Some vintage streetcars are from the same city whose sign is displayed, like 10 Milan streetcars built in 1929. Others are “tribute streetcars,” like the streetcar from Minneapolis-St. Paul marked Toronto, which honors the city that once had the most PCC streetcars in North America.
The PCC, a streamlined design faster, quieter and more comfortable to ride, was named for the Presidents Conference Commission transit executives who developed it to improve streetcars that were often slow, noisy and drafty. Eventually, 4,500 PCC streetcars ran in 33 North American cities.
Ironically, the last city to get them, San Francisco (not until 1952), fell in love with them, ending up running streetcars abandoned by their hometowns. If you hanker to ride a specific tram, like the tropical-hued D.C. Transit gem, a real-time map shows where each streetcar is located at any given time.
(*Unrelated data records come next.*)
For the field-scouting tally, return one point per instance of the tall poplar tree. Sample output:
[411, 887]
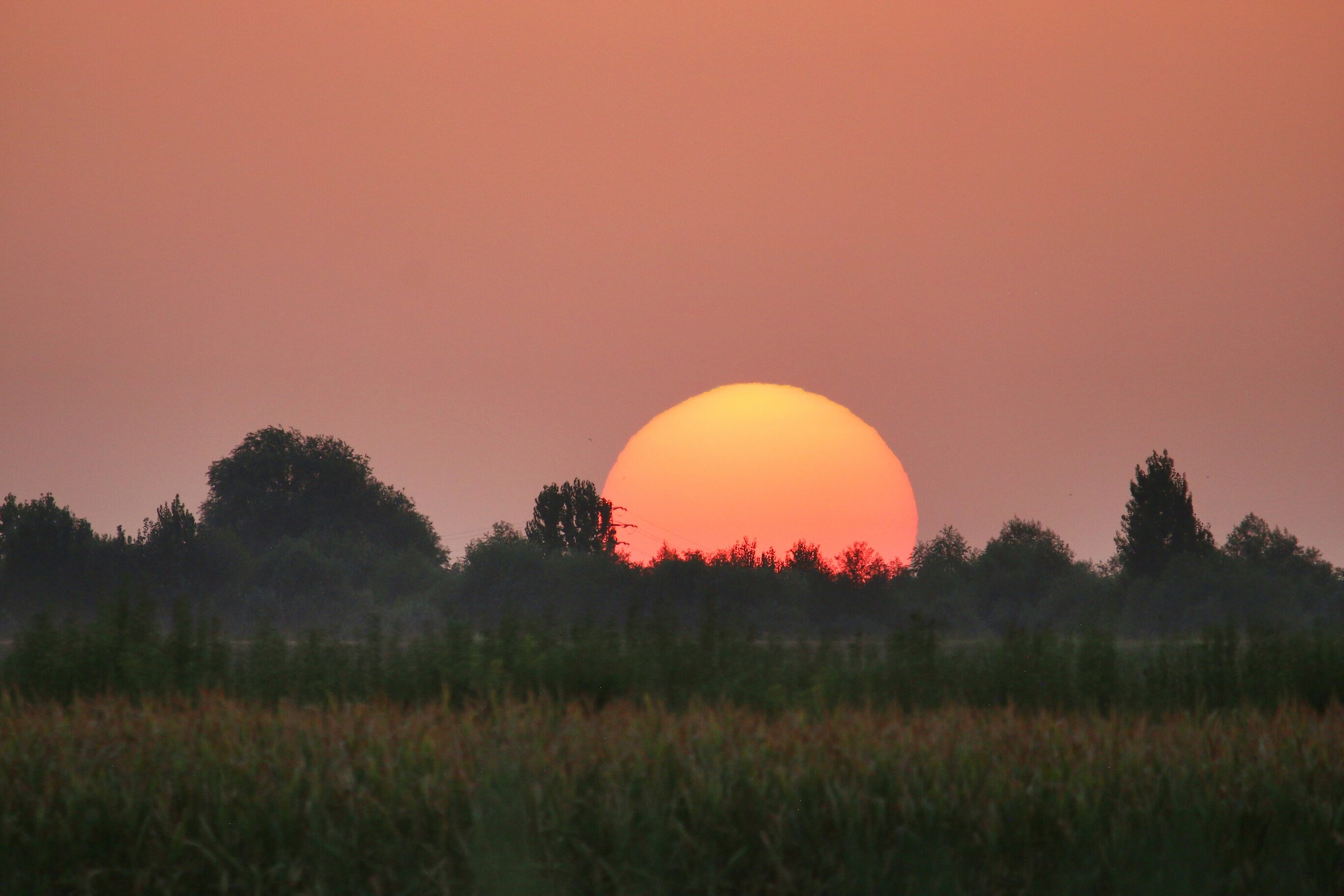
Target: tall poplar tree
[1159, 521]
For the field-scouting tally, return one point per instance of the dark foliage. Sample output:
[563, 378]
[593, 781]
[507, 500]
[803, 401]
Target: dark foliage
[314, 568]
[575, 517]
[1159, 521]
[281, 484]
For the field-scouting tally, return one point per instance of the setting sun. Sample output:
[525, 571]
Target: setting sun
[768, 463]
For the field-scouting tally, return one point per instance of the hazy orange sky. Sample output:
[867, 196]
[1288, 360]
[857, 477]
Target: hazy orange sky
[1027, 241]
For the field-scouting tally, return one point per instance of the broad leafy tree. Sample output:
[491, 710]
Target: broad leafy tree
[573, 517]
[946, 554]
[1159, 521]
[280, 483]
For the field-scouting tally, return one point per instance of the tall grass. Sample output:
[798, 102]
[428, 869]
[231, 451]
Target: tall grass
[226, 797]
[127, 654]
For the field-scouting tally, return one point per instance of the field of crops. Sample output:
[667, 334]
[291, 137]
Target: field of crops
[522, 797]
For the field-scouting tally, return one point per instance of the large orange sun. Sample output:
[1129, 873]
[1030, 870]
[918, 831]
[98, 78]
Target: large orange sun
[768, 463]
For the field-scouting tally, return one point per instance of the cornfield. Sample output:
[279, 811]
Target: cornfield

The San Francisco Railway Museum
The free San Francisco Railway Museum tells the history of the city’s streetcars and cable cars. (Cable cars are very different. The wooden cars, invented in 1873 in the city, move by gripping underground cables between the tracks, powered by an engine in a central warehouse, and climb up and down steep hills. The only ones of their type left in the world, they’re the first mobile National Historic Landmark in the U.S. Beloved by tourists, they cost $8.)
The museum, located, very fittingly, at an F stop across from the Ferry Building (which has, as well as ferries to Sausalito and other towns, artisanal food vendors, restaurants and a Farmers Market on the bay), is operated by the Market Street Railway.